The path with the devil
Captain Vanderdecken is famous for being a rough and violent man who is not afraid of anything or anybody. While approaching the Cape of Good Hope a storm strikes the ship with high waves, hard winds and lightening. Vanderdecken yells against God and invokes the Devil, promising that if he allowed him to pass the Cape he could take his soul. The Devil accepts but when he comes to take his soul, the clever captain asks for one last wish, he wants to play chess with him. When the devil wins he can take his soul. The dice are loaded so Vanderecken is able to postpone the day on which the Devil will take his soul. The story has it that he who sees that phantom ship is condemned to unhappiness all his life. This story was so strong and rooted in society that even the future king of England George V during his period in the military, was afraid of seeing this ship and always reminded his sailors to carry horseshoes on the ship because they were the only thing that could keep away this curse (it is still used today).
The Mary Celeste
If the story of the Flying Dutchman can be considered a giant and super-iconographic sea legend, the story of Mary Celeste can’t. it’s source the prototype of the cursed ship, Mary Celeste was launched in Nova Scotia in 1860 with the name Amazon.

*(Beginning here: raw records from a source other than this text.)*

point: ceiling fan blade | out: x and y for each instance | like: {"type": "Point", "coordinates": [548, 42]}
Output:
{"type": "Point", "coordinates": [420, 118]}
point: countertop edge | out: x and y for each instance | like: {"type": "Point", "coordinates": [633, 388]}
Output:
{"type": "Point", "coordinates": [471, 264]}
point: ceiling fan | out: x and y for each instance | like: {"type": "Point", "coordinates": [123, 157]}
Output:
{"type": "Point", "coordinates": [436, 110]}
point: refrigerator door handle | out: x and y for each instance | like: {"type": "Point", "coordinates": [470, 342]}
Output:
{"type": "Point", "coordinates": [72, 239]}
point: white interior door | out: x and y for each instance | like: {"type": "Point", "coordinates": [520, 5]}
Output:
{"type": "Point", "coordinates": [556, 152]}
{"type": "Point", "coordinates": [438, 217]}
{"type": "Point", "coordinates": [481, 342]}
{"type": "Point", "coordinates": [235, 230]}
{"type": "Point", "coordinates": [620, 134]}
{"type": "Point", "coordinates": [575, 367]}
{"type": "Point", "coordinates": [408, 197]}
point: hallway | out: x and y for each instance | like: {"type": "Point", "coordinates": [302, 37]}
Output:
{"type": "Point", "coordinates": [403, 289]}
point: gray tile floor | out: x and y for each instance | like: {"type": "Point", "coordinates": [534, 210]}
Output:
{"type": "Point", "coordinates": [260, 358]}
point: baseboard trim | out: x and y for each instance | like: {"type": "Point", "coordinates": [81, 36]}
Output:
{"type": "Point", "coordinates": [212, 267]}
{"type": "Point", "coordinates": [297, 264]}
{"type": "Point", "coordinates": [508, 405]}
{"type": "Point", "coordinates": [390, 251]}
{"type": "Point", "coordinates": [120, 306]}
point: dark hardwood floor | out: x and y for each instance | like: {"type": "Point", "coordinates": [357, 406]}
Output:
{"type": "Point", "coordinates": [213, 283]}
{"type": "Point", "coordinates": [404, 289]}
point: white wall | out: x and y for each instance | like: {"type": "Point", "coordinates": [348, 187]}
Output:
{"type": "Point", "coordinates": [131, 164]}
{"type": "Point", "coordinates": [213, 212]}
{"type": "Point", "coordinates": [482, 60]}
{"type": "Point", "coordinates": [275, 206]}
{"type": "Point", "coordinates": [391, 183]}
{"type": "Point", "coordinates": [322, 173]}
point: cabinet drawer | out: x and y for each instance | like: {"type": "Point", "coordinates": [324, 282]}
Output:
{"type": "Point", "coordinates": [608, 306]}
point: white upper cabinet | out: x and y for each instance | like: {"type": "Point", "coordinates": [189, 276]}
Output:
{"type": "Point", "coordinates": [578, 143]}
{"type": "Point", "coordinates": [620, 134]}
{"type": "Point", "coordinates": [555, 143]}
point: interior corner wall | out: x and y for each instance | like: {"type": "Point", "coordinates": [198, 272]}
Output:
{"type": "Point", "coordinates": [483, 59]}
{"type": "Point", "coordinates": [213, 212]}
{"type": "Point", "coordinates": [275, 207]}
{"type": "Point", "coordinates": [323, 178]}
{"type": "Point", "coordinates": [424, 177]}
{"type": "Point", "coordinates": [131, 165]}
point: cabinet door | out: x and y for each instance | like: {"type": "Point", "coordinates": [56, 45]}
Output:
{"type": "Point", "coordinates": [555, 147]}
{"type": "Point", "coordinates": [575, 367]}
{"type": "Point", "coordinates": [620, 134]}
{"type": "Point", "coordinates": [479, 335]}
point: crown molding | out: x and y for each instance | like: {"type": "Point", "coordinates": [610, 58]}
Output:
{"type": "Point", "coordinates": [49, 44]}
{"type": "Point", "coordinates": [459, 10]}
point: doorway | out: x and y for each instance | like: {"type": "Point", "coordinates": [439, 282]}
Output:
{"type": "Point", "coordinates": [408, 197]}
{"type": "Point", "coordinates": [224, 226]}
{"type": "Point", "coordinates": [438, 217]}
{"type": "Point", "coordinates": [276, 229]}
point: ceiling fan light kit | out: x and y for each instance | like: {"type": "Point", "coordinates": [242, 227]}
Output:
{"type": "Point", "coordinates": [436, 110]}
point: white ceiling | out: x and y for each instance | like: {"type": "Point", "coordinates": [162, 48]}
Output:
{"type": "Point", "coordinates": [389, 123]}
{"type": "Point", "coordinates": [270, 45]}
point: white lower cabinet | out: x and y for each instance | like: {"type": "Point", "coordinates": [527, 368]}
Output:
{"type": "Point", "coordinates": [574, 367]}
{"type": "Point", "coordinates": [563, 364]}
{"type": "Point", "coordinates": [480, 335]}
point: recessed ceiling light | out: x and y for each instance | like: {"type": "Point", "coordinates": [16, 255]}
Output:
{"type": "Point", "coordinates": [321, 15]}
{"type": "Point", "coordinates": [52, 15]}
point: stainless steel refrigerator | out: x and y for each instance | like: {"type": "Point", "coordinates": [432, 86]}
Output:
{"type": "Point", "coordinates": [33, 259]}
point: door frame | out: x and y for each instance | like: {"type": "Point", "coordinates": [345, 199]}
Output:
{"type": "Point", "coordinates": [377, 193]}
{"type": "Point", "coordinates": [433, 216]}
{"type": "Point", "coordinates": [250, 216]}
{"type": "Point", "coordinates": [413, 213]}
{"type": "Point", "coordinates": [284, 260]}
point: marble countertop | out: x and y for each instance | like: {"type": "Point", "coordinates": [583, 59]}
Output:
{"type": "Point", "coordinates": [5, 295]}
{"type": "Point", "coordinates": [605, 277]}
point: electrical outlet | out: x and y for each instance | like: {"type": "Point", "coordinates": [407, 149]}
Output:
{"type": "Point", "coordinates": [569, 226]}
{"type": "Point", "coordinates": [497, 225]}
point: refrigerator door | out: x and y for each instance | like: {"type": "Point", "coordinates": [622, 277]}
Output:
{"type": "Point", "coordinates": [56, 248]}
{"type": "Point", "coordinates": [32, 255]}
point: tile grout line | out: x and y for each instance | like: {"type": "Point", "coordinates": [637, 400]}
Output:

Over the years it changed owner several times. The first captain died of pneumonia. The second, during the launching ceremony, passed to close to a fishing dam and seriously damaged the hull. During the repair operations a fire exploded on board. It was then passed onto a third owner and set sail for London and then Paris. In the Dover Strait it crashed against another ship and sunk. It was repaired and returned to Canada with a fourth captain, but in 1867 it got stranded and was sold again. The new owner repaired it again and sold it after only 12 months. Amazon changed name and nationality and became the American Mary Celeste with a new captain Benjamin Briggs.
Emptiness around the sea
It left New York in 1872, and about a month later it was seen near the Azores Islands and Portugal, but it was empty. It had no particular damage, the food was basically all there, everything was where it was supposed to be and even the captain’s table was set as if he were to return soon. The logbook was open and the last note dated back to the morning of November 25, when the ship passed six miles from Santa Maria island in the Azores. No unusual comment, nothing unusual at all. The mystery of Mary Celeste was never solved and no trace has ever been found of the crew. During the following journeys the ship continued to have problems until it got stuck on the beaches of Haiti. The reasons were never cleared. Its shape in time became the symbol of the cursed ship, as if it wanted to remind everybody in modern times that ships are not only used to cross the sea carrying goods and passengers, but they can also be a link between the world of the living and the afterlife. And this is something we don’t remember today.